Still, “those security agreements don’t provide [other] customers complete protection from higher rates or cross-subsidies,” said Kent Chandler, resident senior fellow for electricity policy at the R Street Institute and a former utility regulator in Kentucky. And it’s not clear how such agreements could be replicated if the company succeeds with the third step: Operating power plants.
At the moment, Exelon, as the parent company to a group of six regulated transmission utilities, is barred from doing so, and instead acts as a middleman for power that is generated by a host of competing power plant operators. But Butler said it’s essential for state regulators to allow the company back into power generation, so it can invest in closing the supply gap.
It’s easy to see why Exelon would want to jump back into power production, given the stratospheric heights that prices have reached. And as a regulated utility, if it did start to build power plants, it would be able to negotiate with regulators to adjust its prices accordingly and have those prices locked in for decades to come. In the short term, Chandler said, that could indeed benefit customers, since the supply deficit is real. The trouble with the strategy is that it hinges on a bullish forecast for data center demand. If that demand doesn’t actually materialize, then Average Joe customers could be left paying for infrastructure they don’t need.
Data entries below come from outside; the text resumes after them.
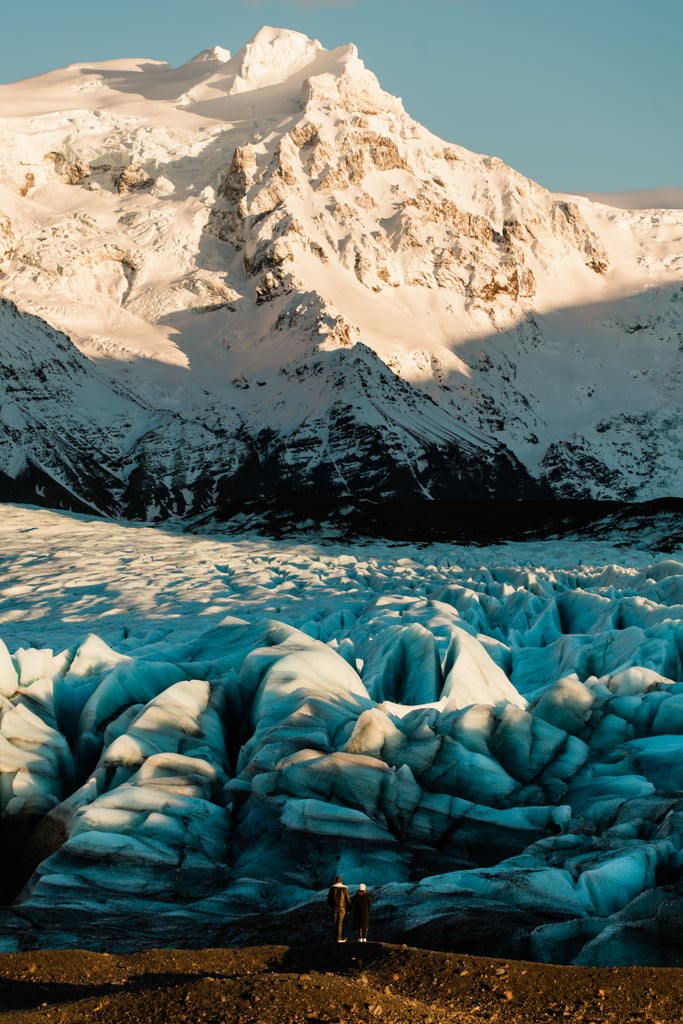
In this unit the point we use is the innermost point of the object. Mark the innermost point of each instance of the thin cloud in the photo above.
(642, 199)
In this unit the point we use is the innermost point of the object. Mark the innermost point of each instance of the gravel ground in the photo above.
(335, 984)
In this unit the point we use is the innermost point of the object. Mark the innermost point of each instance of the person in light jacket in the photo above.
(339, 902)
(360, 906)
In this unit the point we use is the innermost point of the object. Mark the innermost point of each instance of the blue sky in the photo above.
(582, 96)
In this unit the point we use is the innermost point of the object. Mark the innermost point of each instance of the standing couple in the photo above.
(340, 901)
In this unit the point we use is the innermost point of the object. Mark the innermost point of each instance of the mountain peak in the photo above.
(215, 53)
(273, 54)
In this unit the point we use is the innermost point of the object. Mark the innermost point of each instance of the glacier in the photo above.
(198, 732)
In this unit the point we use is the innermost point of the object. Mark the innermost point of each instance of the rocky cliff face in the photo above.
(284, 285)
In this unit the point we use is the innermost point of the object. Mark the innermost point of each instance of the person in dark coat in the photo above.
(360, 906)
(339, 902)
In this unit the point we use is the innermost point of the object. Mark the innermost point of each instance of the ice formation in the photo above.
(450, 725)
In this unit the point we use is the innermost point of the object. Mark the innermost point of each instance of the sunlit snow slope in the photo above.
(292, 288)
(197, 735)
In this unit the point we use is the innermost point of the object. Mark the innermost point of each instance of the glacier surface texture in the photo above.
(197, 734)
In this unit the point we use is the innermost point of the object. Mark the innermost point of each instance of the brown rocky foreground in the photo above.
(373, 982)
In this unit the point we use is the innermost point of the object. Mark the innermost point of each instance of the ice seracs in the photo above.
(471, 736)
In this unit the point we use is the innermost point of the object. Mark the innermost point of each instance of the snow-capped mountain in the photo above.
(256, 278)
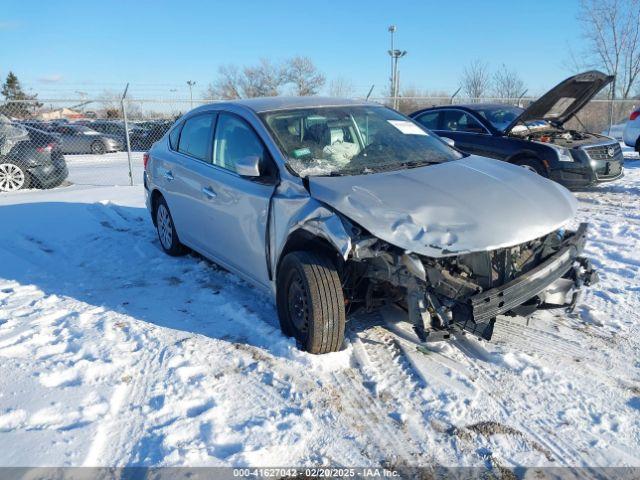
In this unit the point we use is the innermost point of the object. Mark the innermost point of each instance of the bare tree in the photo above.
(507, 84)
(228, 85)
(341, 87)
(303, 74)
(475, 79)
(412, 99)
(263, 80)
(612, 31)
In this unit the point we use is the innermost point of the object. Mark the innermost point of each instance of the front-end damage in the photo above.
(467, 291)
(511, 261)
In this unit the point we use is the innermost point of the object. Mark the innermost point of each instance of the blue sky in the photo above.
(64, 46)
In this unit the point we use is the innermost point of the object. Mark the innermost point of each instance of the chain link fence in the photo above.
(48, 143)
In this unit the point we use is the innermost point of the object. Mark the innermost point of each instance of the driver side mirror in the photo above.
(448, 141)
(248, 166)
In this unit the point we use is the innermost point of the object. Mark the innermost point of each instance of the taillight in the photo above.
(46, 149)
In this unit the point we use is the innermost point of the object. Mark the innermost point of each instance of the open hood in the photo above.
(467, 205)
(564, 100)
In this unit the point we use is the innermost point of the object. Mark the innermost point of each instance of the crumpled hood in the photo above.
(466, 205)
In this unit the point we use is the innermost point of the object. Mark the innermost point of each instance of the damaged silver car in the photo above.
(334, 206)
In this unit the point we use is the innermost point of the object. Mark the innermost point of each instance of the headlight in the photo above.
(564, 155)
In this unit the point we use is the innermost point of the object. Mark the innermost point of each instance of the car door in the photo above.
(238, 207)
(181, 173)
(469, 134)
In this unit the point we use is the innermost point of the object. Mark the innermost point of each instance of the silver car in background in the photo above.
(334, 206)
(81, 139)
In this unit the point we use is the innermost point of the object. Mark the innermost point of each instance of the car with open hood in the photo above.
(334, 206)
(536, 137)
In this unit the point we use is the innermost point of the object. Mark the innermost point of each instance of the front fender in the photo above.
(293, 209)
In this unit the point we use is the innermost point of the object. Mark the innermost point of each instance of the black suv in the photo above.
(29, 158)
(535, 138)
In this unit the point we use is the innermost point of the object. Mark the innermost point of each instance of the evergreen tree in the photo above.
(17, 103)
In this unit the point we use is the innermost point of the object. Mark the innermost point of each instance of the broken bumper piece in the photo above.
(553, 283)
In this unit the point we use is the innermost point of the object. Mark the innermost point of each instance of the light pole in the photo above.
(191, 83)
(395, 55)
(392, 80)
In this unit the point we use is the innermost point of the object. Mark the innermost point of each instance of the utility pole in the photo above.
(395, 56)
(191, 83)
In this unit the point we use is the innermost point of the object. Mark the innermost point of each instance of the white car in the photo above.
(631, 134)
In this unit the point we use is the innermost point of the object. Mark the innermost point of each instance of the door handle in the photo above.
(209, 193)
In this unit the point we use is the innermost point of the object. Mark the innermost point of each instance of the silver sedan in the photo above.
(334, 206)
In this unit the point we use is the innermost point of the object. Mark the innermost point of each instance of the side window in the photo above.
(429, 120)
(173, 137)
(458, 121)
(195, 136)
(235, 139)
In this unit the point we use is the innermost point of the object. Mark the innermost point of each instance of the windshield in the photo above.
(501, 116)
(353, 140)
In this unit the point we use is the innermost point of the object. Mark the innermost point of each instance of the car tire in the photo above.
(98, 148)
(13, 177)
(167, 234)
(533, 165)
(310, 301)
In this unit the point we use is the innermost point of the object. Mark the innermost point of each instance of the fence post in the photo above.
(126, 133)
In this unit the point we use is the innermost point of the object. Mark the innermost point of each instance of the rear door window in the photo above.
(459, 121)
(195, 138)
(235, 140)
(174, 136)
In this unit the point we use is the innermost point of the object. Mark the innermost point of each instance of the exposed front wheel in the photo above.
(533, 165)
(12, 177)
(167, 231)
(310, 301)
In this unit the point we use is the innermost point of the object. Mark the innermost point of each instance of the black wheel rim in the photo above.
(298, 304)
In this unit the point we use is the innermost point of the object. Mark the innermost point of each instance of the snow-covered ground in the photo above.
(112, 353)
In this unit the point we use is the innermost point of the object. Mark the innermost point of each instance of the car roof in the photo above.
(476, 106)
(267, 104)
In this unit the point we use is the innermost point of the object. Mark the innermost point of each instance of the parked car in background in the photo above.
(631, 133)
(29, 158)
(81, 139)
(535, 137)
(115, 128)
(335, 205)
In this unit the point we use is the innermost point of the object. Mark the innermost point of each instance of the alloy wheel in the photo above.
(298, 304)
(11, 177)
(165, 226)
(530, 168)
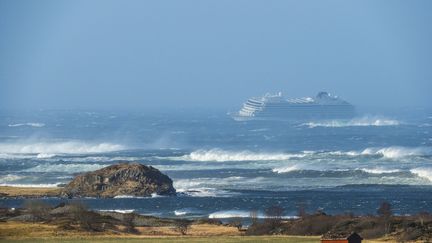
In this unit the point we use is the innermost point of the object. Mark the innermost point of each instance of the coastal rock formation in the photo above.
(121, 179)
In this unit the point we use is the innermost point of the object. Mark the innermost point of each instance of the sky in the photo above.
(156, 54)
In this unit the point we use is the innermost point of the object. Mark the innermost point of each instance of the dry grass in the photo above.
(9, 191)
(39, 232)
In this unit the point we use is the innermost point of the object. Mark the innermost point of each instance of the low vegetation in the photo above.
(73, 218)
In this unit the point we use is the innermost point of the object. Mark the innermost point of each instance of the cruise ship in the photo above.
(275, 107)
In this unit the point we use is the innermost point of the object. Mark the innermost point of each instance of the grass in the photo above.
(185, 239)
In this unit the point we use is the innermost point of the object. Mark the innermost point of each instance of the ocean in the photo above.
(223, 168)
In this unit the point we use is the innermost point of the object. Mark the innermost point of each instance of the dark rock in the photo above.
(121, 179)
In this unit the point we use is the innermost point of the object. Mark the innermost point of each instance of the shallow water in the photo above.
(222, 167)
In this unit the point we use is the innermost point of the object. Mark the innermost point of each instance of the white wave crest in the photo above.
(10, 177)
(118, 210)
(67, 147)
(423, 172)
(30, 124)
(379, 170)
(287, 169)
(45, 156)
(31, 185)
(358, 122)
(180, 212)
(395, 152)
(66, 168)
(205, 187)
(240, 214)
(219, 155)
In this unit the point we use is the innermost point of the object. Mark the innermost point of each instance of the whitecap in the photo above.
(66, 168)
(10, 177)
(379, 170)
(241, 214)
(287, 169)
(45, 156)
(423, 172)
(63, 147)
(180, 212)
(364, 121)
(118, 210)
(30, 124)
(220, 155)
(31, 185)
(395, 152)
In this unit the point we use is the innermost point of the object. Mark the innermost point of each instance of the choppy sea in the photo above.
(224, 168)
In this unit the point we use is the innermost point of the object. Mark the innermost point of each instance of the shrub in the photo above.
(182, 226)
(38, 209)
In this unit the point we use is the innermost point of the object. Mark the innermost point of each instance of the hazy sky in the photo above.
(144, 54)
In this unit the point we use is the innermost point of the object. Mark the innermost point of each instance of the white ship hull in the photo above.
(274, 107)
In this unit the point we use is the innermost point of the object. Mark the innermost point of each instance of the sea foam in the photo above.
(30, 124)
(423, 172)
(65, 147)
(220, 155)
(66, 168)
(358, 122)
(396, 152)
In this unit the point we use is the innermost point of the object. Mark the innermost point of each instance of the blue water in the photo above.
(221, 167)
There’s a kind of circular logic here: Independent power producers (IPPs), whose investor returns depend on making smart bets about future power demand and not building infrastructure they won’t be able to turn a profit on, are skeptical about the true size of the data center boom and therefore conservative about building new generation. PJM itself, the grid region in which Exelon operates, recently slashed its load forecast. Butler said IPPs are guilty of intentionally under-investing in new projects so as to “capitalize off the market of scarcity.”
But Chandler said the reality is companies like Exelon are simply willing to make riskier bets because ultimately they’ll have more ability to pass costs on to customers no matter what. Exelon could create a new Constellation-esque subsidiary to compete in the normal, non-regulated power generation market, Chandler said. Instead, “they only want regulated investments and corresponding high risk-adjusted regulated returns.”
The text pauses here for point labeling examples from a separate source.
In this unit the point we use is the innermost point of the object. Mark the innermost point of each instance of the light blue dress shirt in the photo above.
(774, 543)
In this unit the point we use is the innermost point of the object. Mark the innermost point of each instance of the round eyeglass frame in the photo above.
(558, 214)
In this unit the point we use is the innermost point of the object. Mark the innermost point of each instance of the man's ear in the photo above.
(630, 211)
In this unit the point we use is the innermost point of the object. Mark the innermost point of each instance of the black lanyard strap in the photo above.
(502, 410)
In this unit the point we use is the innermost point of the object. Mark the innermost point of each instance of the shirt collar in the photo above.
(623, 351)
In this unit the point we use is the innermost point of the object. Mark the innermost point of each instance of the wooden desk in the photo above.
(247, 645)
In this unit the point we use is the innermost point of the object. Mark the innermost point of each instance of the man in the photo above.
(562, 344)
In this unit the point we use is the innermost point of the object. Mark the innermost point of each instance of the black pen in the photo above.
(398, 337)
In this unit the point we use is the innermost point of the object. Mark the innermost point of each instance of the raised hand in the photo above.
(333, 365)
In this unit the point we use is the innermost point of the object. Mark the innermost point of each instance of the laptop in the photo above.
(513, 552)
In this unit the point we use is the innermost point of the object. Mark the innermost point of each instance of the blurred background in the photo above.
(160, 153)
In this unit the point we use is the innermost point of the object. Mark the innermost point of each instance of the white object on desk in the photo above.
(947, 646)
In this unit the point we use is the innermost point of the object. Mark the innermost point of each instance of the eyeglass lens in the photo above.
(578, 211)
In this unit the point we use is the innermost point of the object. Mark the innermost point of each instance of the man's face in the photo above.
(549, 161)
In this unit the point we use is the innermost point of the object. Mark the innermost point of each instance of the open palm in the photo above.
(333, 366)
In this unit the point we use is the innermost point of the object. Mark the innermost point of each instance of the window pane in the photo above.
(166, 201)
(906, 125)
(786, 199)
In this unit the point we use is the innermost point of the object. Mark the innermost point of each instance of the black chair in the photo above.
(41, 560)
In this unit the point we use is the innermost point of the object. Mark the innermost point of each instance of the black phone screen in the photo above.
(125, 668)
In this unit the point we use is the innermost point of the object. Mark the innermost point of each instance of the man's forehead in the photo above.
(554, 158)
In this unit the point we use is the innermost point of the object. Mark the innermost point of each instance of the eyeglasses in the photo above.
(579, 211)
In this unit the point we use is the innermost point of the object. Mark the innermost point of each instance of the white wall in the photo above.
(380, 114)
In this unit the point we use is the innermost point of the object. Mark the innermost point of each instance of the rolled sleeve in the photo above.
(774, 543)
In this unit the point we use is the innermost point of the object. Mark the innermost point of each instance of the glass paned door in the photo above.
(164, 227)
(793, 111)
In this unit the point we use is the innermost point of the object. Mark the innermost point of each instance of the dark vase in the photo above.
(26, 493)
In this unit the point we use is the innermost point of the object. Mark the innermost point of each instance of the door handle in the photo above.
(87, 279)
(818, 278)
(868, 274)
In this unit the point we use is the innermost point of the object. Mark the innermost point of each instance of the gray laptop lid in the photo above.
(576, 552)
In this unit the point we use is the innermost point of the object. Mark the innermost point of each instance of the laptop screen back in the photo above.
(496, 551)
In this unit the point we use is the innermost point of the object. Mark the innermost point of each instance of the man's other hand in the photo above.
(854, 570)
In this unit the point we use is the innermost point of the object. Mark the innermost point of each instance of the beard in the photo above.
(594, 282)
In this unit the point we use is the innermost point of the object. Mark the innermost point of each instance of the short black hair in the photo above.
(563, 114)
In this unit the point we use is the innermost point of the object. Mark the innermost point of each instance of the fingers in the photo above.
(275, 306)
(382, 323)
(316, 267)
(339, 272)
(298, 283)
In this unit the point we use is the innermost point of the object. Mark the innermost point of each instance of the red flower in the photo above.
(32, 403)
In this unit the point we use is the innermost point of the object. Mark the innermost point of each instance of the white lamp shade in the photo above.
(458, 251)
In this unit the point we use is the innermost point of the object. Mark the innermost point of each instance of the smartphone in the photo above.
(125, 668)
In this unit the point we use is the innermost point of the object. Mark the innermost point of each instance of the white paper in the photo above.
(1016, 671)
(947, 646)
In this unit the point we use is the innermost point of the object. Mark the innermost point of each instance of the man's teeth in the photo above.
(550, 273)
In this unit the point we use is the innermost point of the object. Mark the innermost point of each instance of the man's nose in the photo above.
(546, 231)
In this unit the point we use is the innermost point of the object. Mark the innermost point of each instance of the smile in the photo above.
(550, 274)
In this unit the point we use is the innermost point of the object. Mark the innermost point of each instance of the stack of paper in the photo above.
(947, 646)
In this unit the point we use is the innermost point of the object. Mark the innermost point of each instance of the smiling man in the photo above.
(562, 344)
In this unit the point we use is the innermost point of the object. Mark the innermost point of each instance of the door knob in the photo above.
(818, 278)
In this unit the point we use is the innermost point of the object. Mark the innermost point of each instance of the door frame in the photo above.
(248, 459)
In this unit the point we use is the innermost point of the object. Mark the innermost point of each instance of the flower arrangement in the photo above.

There’s one other problem with Exelon’s strategy, said Rob Gramlich, president of the consulting firm Grid Strategies: Putting them into competition with the existing range of merchant power producers could drive the latter out of business — ultimately perpetuating, rather than solving, the supply crunch. “What sounds like it adds supply,” he said, “might do the opposite.”
Room for Disagreement
Butler said he is confident the company’s plan will yield “long-term solutions to fix the lack of supply,” and that “the largest customers will be paying for their energy needs so costs will never shift to other customers.” He’s already shared this plan with the Federal Energy Regulatory Commission and with Trump administration officials, and is confident it will align with the president’s ongoing push to prevent data centers from passing on their power costs. In the meantime, he said, the company is working with its customers to help them audit their energy use and trim their bills with upgrades like better insulation and lightbulbs: “The cheapest kilowatt is the one never used.”
Notable
- Globally, household energy bills were on average 4% higher in real terms in 2024 than they were in 2019, the International Energy Agency reported this week. And in advanced economies, the share of total household energy spending devoted to electricity — rather than gasoline or other sources — rose from less than 20% in 2000 to 40% today.